Enfin, le projet a permis de tirer des enseignements pour la mise en œuvre de l'ESGAP dans d’autres pays, et d’établir des liens avec d’autres cadres globaux de suivi de la soutenabilité. Des projets pilotes ont également été menés au Vietnam et au Kenya.
Le rapport final est disponible sur le site de la Chaire et du WWF France.
Contact :
- Oskar Lecuyer, chargé de recherche à l'AFD

Contexte
Le projet d’élaboration d’une trajectoire de décarbonation profonde au Nigéria (DDP-Nigeria) est la première application pays du programme DDP-Afrique, une collaboration entre l’Agence française de développement (AFD) et l’Institut du Développement Durable et des Relations Internationales (IDDRI), qui vise à diffuser dans les pays africains l’expérience de l’initiative des Deep Decarbonization Pathways (DDP). Cette initiative internationale est opérationnelle dans un certain nombre de pays industrialisés, émergents et en développement depuis 2014 pour aider les gouvernements et les acteurs non étatiques à faire des choix qui mettent les économies et les sociétés sur la voie d’un monde neutre en carbone d’ici la seconde moitié du siècle.
Au Nigéria, un processus d’élaboration d’une vision d’un développement basses émissions de long-terme est en cours. Cet exercice de vision est envisagé comme une première étape vers une stratégie nationale plus détaillée et quantifiée, à développer post-2020, avec en ligne de mire le Global Stocktake prévu par l’accord de Paris en 2023. Cet événement pourrait en effet constituer un moment de cristallisation à l’échelle internationale pour la soumission de stratégies de long-terme, à même de soutenir la révision des contributions déterminées nationales (CDN) en 2025. C’est ce dernier processus qui constitue la cible principale du présent projet.
Objectif
Mis en œuvre avec la Alex Ekwueme Federal University Ndufu-Alike Ikwo (AE-FUNAI) et l’IDDRI, le programme DDP-Afrique prévoit :
- la mobilisation et le renforcement des capacités des équipes locales d’experts et de chercheurs pour l’analyse scientifique des voies de développement à faibles émissions ;
- la production d’études par pays analysant les stratégies de développement à faibles émissions spécifiques à chaque pays ;
- la contribution au débat sur les politiques publiques et l’évaluation des projets à la lumière de l’objectif de faible émission ;
- la structuration d’une communauté de pratiques entre les institutions de recherche africaines pour faciliter le partage des connaissances.
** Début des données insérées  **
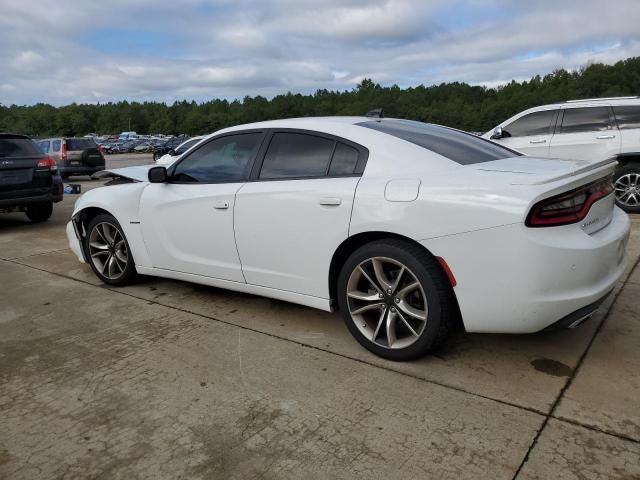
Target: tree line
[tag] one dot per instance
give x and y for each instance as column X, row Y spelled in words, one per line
column 459, row 105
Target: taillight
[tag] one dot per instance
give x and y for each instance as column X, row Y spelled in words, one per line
column 568, row 207
column 47, row 162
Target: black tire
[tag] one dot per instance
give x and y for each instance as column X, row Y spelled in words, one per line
column 39, row 212
column 128, row 274
column 442, row 311
column 629, row 171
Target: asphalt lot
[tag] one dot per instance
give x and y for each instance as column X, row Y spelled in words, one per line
column 165, row 379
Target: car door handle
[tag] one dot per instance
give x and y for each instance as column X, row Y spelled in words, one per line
column 330, row 201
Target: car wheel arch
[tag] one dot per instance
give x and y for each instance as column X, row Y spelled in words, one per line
column 351, row 244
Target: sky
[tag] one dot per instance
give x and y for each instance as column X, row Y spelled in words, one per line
column 64, row 51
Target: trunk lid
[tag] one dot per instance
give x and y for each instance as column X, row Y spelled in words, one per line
column 539, row 171
column 19, row 158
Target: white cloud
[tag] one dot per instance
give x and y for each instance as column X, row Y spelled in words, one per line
column 51, row 49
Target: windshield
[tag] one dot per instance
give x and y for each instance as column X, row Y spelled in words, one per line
column 80, row 143
column 18, row 147
column 463, row 148
column 186, row 146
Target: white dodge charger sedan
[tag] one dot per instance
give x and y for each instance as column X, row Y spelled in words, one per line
column 406, row 228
Le programme sera composé de plusieurs projets nationaux, le Nigeria est le premier d’entre eux et le Sénégal a déjà été sélectionné pour être le second ;
- la diffusion des résultats vers la communauté internationale du climat pour contribuer au processus global dans le cadre de l’Accord de Paris.
Méthode
Le projet vise à adapter et mettre en œuvre la méthodologie testée par l’initiative Deep Decarbonization Pathways avec l’équipe du professeur Chukwumerije Okereke de la Alex Ekwueme Federal University Ndufu-Alike Ikwo (AE-FUNAI), en partenariat avec l’IDDRI.
Résultats
Ce projet permettra un transfert de connaissance et d’expérience entre équipes, la structuration du réseau DDP en Afrique, la construction des trajectoires de décarbonation suivant le cadre méthodologique DDP, l’organisation d’un forum de discussion avec toutes les parties nationales – y compris le gouvernement – sur les trajectoires de développement du pays, ainsi que la participation aux débats internationaux.